Na última terça-feira, (29), a Emater/RS-ASCAR, junto à Secretaria de Desenvolvimento Rural do RS, publicou o estudo “Diagnóstico das Comunidades Guarani no Rio Grande do Sul”, levantamento inédito no estado que mapeia o perfil e as carências das aldeias Guarani. A pesquisa mostrou um cenário de falta de recursos básicos e estruturas precárias.

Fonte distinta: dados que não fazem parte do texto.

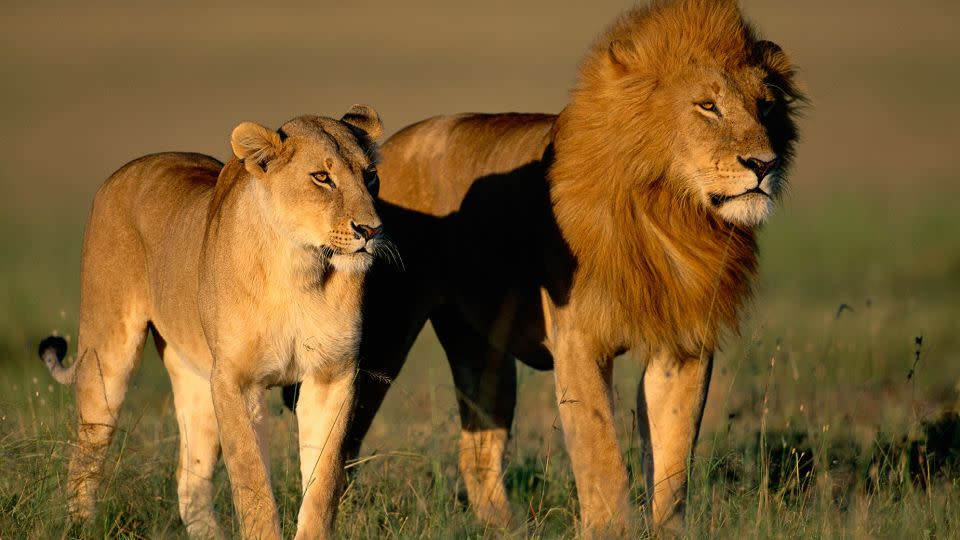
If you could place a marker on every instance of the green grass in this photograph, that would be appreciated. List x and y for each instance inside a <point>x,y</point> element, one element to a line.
<point>813,427</point>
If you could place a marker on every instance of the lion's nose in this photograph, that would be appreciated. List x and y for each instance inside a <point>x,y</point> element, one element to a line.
<point>759,166</point>
<point>365,231</point>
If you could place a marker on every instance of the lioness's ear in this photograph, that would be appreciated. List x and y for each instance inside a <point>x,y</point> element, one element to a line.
<point>255,145</point>
<point>364,118</point>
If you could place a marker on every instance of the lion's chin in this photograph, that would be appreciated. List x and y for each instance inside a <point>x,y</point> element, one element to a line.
<point>749,209</point>
<point>357,262</point>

O Rio Grande do Sul tem, ao todo, 62 comunidades Guarani espalhadas por 36 municípios. Barra do Ribeiro, que fica a 60 km de Porto Alegre, concentra o maior volume de aldeias em uma só municipalidade, com seis, abrigando 321 indígenas entre elas. Ao todo, são 1.077 famílias da etnia Guarani no estado e mais de 4 mil pessoas. A aldeia Nheengatu, em Viamão, é a maior, com 200 integrantes.

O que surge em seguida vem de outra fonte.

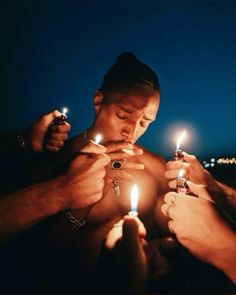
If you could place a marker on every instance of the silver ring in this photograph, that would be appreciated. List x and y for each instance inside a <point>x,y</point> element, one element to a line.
<point>172,199</point>
<point>167,211</point>
<point>169,225</point>
<point>116,165</point>
<point>117,225</point>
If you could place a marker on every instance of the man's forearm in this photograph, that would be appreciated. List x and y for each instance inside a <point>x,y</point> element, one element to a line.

A questão das terras é central para as comunidades indígenas. 27% dos Guarani vivem em terras que eles escolheram e outros 21% em terras demarcadas pelo governo. O Rio Grande do Sul tem apenas sete territórios reconhecidos pela União como pertencentes aos indígenas. Porém, a insegurança é grande para as aldeias que vivem em áreas públicas que muitas vezes são patrimônio de administração indireta do estado, por exemplo, terrenos da CEEE ou da Companhia Estadual de Silos e Armazéns (Cesa). 13 comunidades, ou 21%, estão nessa situação.

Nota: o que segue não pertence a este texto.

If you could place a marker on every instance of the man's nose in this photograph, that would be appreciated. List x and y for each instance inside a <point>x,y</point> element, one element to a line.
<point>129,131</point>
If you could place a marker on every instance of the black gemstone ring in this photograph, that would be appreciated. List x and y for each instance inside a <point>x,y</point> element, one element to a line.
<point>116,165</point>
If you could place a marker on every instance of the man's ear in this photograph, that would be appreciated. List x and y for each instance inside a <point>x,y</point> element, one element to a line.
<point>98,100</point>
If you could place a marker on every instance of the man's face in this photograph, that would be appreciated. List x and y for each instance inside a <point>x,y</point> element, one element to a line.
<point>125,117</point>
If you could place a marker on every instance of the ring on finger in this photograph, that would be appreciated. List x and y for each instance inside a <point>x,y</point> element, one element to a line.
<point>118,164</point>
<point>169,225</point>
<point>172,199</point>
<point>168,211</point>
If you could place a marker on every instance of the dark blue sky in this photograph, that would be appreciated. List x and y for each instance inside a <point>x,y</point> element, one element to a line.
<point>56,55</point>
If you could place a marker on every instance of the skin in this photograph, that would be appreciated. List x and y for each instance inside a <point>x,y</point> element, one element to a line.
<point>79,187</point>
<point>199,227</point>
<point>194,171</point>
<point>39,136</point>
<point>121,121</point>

Nesses locais, há a incerteza por conta da falta de regularização da situação das famílias ali assentadas. Uma única comunidade, localizada em Porto Alegre, no bairro Agronomia, vive em um abrigo temporário nas instalações de uma igreja. A aldeia, chamada Ka’aguy Marae’ỹ ou Mato Sem Males, representa apenas 2% do total de comunidades, mas comporta 42 pessoas. “Tudo é fruto do não reconhecimento territorial”, diz Mariana de Andrade Soares, antropóloga e coordenadora do Diagnóstico Guarani.
O estudo foi feito junto às lideranças indígenas entre agosto e dezembro de 2024. O desafio foi encontrar as aldeias, pois os Guarani são um povo caminhante, que circula na sua área de abrangência. Segundo Mariana, ela já sabe do surgimento de novas aldeias desde a finalização do mapeamento. “Não se investe recursos públicos onde não existe regularização. Aí começa a precariedade”, afirma Mariana.
De fato, a situação das famílias é de enorme dificuldade até mesmo nos recursos básicos. 37% das comunidades têm situação vulnerável quanto ao acesso à água para consumo. Mais de 90% relatam problemas de habitação, seja pela estrutura precária ou por falta de moradias suficientes. Ainda que 80% das aldeias tenham luz elétrica disponível, menos da metade consideram a qualidade como “boa”, que não cai e se mantém estável com vários aparelhos ligados ao mesmo tempo.

A situação dos serviços públicos oferecidos é a mesma: a precariedade persevera. Três a cada quatro escolas operando dentro de um território Guarani estão situadas em estruturas que não foram construídas para serem escolas. Quase metade de todas as escolas são consideradas “precárias”, segundo o levantamento. Contudo, 71% das comunidades possuem ensino escolar Guarani, que preserva não só a língua mas outros aspectos da cultura indígena.
A saúde também é um tema sensível. Pouco mais da metade das aldeias não possuem um espaço de atendimento, seja um local improvisado ou uma Unidade Básica de Atendimento oferecida pelo governo. Entre os problemas estão o pouco apoio de transporte para determinados casos, condições de trabalho precárias, falta de médicos, infraestrutura insuficiente e outros.
O Diagnóstico surgiu da necessidade apontada por lideranças Guarani de um documento que representasse, em números, a situação precária das pessoas. “Sem o ‘papel’, nem todos estão dispostos a ouvir”, afirma Mariana, “e quem ouve são os mesmos”. Porém, apesar das dificuldades, o mapeamento quer mostrar não só as vulnerabilidades, mas também as fortalezas do povo Guarani. O Diagnóstico mostra que 97% das aldeias têm atividades agropecuárias ativas, como cultivo de mandioca e milho e criação de aves, e que o artesanato tradicional é a principal fonte de renda.
Após a publicação do estudo, haverá uma mediação com gestores municipais para que os líderes comunitários possam levar as demandas de suas aldeias para a reunião. O objetivo é iniciar um diálogo direto para iniciar um processo de formulação de políticas públicas. “O que se revela é um retrato de um duro processo histórico-colonial de violação de direitos”, conclui Mariana.